Мы встали, чтобы продолжить нашу беседу, идя по полю под сенью шелковиц, но тут вдруг, словно из-под земли, вырос перед нами какой-то маленький рассерженный человечек (он был лыс, и всю его голову, ото лба до затылка, опоясывала морщина, характерная для упрямцев).

— Прекрасно, нечего сказать! Ну так что, сделаете вы для меня что-нибудь или нет? — воскликнул он.

По лицу моего спутника промелькнула улыбка; он сказал мне, что тут имеет место редчайший юридический казус.

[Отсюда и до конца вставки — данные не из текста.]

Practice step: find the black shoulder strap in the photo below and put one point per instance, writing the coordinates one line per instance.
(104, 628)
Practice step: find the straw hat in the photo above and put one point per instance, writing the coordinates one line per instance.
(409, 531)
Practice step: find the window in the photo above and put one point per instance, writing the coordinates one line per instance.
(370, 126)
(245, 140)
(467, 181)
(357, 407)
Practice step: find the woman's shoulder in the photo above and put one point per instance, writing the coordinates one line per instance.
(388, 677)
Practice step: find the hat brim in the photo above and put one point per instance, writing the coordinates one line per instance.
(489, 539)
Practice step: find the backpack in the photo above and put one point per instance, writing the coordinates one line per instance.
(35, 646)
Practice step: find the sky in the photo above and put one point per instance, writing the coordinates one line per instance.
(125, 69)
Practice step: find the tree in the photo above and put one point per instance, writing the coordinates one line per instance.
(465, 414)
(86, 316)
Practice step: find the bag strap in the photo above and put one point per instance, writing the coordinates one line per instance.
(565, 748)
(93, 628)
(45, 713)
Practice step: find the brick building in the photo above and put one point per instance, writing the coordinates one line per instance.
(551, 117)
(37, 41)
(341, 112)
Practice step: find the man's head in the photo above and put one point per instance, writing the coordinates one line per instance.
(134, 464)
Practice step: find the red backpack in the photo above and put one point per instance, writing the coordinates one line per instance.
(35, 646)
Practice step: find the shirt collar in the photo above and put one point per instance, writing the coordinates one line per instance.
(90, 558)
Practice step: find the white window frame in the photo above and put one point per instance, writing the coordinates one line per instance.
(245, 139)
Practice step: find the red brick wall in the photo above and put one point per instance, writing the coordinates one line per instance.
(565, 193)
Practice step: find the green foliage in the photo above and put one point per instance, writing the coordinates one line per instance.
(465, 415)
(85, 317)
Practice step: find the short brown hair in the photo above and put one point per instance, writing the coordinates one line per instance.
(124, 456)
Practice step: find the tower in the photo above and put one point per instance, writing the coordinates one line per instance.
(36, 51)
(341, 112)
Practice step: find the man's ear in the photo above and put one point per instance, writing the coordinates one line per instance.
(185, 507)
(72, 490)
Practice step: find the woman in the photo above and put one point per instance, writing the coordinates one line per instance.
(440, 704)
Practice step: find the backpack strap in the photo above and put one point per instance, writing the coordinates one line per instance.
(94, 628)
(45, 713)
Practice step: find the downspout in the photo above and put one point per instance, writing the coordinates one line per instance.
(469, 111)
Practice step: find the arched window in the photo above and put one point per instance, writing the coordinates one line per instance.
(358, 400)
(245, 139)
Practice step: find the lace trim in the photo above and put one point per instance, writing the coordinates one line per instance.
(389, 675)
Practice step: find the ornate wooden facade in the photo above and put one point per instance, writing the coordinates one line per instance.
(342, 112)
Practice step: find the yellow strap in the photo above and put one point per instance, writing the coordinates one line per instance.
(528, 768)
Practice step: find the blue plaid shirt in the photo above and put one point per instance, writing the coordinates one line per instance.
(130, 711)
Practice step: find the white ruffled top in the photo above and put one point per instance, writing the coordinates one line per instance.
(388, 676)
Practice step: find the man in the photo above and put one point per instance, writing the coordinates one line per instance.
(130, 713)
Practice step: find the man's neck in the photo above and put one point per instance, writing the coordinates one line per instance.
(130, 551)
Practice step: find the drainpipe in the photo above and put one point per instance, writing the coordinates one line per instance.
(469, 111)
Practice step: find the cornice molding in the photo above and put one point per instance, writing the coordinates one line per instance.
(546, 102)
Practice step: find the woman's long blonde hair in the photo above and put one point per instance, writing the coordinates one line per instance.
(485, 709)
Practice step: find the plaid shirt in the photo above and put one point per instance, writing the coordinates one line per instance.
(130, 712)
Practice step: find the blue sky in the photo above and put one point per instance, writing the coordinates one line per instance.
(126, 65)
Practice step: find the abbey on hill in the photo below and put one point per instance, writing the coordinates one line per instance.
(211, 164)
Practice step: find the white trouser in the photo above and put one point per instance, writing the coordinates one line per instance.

— Этот человек был мелким служащим, который сорок лет без устали трудился, не делая никому зла. Казалось бы — рай? А между тем что было самым счастливым днем его жизни, что ему хотелось бы переживать снова и снова? День, когда он, покидая наконец место службы, отвесил увесистую пощечину своему начальнику! Дальше выясняется, что за этим самым его работодателем не числится никаких грехов, кроме разве излишней требовательности, и что он, в свою очередь, тоже заслужил блаженство.

Тут мой гид обратился к человечку:

— Дорогой мой, — сказал он, — вы должны понять, что ваше желание находится в противоречии с духом и буквой действующих установлений. Нельзя допустить, чтобы ваш рай стал адом для другого человека!

— Тогда я отказываюсь от него! — негодующе воскликнул человечек.

Но я уже на него не смотрел.

Маленькая женщина, немолодая, серьезная, медленно шла мне навстречу по мирному зеленому полю.

То была первая читательница первых моих рассказов, та, которая не успевала еще услышать название, а уже говорила: «Замечательно!», та, которая внимала моему голосу, как внимают пасхальному органу.

— Мама! — сказал я и побежал ей навстречу; и начался вечный день моего блаженства.